Capitalism is a system with several distinct components. Investment is a process whereby wealth is accumulated and used to develop mines, factories and the like which in turn create more wealth. Finance is the operation of banks and other institutions to move money from place to place. Markets are places, real or virtual, where goods are traded or exchanged for money. Markets, mines, factories and banks all existed long before Adam Smith developed his theories about them.
Over the last couple of centuries we have (at least in theory) had a system called Free Market Capitalism. A market system may be considered free when it is not unduly controlled by governments or monopolies. We have also been rather keen on Free Enterprise, which means mines, factories and so on are privately owned and operated in a manner reasonably free of government interference. We do, however expect a system of laws governing contracts to enforce repayment of loans and delivery of goods that have been sold. There may even be laws holding mine and factory owners liable when they kill or poison their workers, although there are certainly those who regard this as undesirable interference.
Too Big to Fail generally means we're in a situation where owners no longer suffer the consequences of failure as they are assumed to do in Free Market Capitalism. We the people didn't get a voice in how they were run, but we're supposed to bail them out.
The stock market is the interface between Finance and Investment. It is indeed part of the capitalist system as we know it. If you buy shares in a limited liability company, you're putting your money at risk, hoping the operations of the company will be profitable. However, if you're just looking for a quick return in the short term, you probably don't care if the company is successful in the long term.

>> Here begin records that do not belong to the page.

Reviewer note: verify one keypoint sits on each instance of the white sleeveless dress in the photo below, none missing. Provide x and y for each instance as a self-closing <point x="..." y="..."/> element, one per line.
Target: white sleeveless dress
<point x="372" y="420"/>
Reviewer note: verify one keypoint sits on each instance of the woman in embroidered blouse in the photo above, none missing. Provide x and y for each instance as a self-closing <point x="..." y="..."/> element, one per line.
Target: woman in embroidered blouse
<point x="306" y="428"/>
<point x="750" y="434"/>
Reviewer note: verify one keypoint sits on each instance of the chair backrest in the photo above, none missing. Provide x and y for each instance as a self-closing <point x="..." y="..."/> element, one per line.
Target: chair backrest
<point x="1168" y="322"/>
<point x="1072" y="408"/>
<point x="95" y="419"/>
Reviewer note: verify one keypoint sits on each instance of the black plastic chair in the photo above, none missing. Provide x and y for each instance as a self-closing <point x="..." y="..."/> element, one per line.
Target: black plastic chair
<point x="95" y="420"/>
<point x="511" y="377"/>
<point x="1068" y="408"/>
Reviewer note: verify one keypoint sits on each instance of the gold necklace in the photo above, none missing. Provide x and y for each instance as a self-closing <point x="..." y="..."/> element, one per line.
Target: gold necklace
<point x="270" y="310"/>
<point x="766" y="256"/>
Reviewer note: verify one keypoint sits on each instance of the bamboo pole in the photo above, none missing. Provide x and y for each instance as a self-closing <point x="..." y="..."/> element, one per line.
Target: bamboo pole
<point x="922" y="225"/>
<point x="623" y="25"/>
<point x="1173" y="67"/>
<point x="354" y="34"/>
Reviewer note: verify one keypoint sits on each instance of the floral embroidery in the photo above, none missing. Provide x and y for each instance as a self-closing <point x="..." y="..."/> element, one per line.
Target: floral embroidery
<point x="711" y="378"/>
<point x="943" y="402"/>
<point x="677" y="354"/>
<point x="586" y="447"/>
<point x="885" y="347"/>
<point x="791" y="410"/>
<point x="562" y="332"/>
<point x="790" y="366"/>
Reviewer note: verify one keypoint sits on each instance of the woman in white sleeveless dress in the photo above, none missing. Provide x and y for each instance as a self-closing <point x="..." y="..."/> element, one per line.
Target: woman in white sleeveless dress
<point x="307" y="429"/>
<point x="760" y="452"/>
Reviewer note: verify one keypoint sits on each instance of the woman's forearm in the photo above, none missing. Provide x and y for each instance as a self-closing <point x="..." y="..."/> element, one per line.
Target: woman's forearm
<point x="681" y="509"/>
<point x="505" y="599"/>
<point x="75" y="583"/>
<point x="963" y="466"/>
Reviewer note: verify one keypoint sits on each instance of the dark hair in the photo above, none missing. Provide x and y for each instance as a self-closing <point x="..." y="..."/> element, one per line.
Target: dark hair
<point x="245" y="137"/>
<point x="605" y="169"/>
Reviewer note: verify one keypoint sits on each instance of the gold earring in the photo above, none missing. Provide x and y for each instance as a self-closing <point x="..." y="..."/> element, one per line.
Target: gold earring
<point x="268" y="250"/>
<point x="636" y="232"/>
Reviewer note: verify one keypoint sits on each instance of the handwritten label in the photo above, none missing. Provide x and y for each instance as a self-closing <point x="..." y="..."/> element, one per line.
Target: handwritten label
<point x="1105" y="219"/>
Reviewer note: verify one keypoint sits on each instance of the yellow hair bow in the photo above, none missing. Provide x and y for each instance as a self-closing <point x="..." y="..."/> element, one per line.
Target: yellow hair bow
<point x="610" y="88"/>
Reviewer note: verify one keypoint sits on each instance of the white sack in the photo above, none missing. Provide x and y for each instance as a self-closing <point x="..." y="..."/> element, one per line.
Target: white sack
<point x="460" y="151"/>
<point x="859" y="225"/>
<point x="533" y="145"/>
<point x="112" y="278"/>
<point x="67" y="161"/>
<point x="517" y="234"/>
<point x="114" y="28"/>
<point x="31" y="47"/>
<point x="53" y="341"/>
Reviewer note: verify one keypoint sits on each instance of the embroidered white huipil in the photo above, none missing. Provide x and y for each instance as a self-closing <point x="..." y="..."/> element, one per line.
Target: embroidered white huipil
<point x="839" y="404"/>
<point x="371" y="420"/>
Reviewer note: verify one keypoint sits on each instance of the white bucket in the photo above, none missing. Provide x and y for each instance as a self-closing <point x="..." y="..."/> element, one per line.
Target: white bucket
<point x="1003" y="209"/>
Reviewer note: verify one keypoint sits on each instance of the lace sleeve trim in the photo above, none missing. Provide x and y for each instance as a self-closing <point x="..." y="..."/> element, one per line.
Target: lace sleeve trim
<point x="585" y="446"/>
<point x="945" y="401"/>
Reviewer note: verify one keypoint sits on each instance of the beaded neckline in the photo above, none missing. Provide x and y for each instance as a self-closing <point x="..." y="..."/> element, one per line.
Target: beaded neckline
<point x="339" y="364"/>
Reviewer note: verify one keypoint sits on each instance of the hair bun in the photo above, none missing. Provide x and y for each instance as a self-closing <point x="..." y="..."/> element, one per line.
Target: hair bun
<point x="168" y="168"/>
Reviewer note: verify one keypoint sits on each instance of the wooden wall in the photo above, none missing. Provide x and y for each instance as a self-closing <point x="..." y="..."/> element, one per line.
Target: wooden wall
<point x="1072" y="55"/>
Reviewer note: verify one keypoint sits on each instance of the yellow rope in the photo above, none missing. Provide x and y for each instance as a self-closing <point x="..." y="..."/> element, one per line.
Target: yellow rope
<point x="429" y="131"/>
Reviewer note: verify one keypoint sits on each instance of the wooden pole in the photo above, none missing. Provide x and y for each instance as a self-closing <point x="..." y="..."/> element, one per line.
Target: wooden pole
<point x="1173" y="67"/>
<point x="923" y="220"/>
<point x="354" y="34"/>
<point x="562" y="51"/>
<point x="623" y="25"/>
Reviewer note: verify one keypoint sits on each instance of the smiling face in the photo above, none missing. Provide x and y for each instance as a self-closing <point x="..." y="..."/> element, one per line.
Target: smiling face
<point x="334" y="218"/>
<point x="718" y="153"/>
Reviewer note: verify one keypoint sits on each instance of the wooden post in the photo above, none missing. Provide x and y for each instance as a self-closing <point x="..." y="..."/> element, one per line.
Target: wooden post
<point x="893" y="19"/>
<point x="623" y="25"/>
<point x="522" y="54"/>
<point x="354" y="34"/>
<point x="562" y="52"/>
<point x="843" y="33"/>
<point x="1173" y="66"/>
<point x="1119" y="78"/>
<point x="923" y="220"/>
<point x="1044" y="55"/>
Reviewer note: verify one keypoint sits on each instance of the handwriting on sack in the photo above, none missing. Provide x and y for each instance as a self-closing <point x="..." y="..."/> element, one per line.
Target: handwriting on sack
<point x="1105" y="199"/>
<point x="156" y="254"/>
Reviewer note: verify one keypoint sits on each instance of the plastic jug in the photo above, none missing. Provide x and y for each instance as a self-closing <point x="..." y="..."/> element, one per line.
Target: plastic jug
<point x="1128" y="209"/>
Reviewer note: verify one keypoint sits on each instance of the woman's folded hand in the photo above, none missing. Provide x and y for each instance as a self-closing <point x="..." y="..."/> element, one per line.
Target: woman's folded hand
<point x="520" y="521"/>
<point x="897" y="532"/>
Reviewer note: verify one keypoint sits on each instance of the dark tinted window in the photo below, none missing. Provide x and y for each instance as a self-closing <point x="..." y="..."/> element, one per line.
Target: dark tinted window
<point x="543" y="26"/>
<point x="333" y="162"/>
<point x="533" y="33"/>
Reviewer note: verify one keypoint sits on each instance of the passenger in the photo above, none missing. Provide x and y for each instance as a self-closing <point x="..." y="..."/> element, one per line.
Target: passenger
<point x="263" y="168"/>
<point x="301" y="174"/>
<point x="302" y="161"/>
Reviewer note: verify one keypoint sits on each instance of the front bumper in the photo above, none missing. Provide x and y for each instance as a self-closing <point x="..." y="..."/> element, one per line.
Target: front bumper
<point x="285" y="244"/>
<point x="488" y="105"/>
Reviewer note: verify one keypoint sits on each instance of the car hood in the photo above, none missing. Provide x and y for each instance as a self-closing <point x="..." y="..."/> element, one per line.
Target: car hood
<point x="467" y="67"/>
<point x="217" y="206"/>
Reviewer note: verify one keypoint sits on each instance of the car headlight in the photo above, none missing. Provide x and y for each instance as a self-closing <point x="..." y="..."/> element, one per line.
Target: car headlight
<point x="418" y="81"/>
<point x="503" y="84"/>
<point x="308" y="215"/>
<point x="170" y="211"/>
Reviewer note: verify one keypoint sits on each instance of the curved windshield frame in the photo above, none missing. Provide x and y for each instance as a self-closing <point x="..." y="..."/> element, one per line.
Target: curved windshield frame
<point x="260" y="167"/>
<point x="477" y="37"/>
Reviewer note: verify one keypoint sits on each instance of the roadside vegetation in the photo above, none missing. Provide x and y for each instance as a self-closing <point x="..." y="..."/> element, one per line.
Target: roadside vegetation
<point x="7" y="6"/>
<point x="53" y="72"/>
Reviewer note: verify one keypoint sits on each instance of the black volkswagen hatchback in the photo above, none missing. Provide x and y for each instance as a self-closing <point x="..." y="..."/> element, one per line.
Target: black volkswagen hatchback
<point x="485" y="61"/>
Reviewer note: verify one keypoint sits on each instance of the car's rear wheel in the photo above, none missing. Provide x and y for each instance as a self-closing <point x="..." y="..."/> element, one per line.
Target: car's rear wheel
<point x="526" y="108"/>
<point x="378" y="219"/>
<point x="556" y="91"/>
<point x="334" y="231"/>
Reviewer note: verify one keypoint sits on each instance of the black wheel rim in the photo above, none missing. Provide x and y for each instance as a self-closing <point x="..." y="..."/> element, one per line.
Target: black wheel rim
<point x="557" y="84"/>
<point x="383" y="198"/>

You may pressure the directors to go for short-term profits to drive the share price up so you can sell your shares at a profit, leaving someone else holding shares that will lose their value when the short-sighted decisions lead to problems.
The stock market is not necessarily good for the long term health of the economy.
If companies are owned by people who have their own money invested, they will probably be managed for a balance of short and long term returns. If companies are run by managers who are trying to attract the interest of day-traders, then main street may very well suffer.
Capitalism requires companies to be able to raise money through investment in shares, but there's no guarantee that stock markets will operate in a way that leads to a healthy capitalist economy.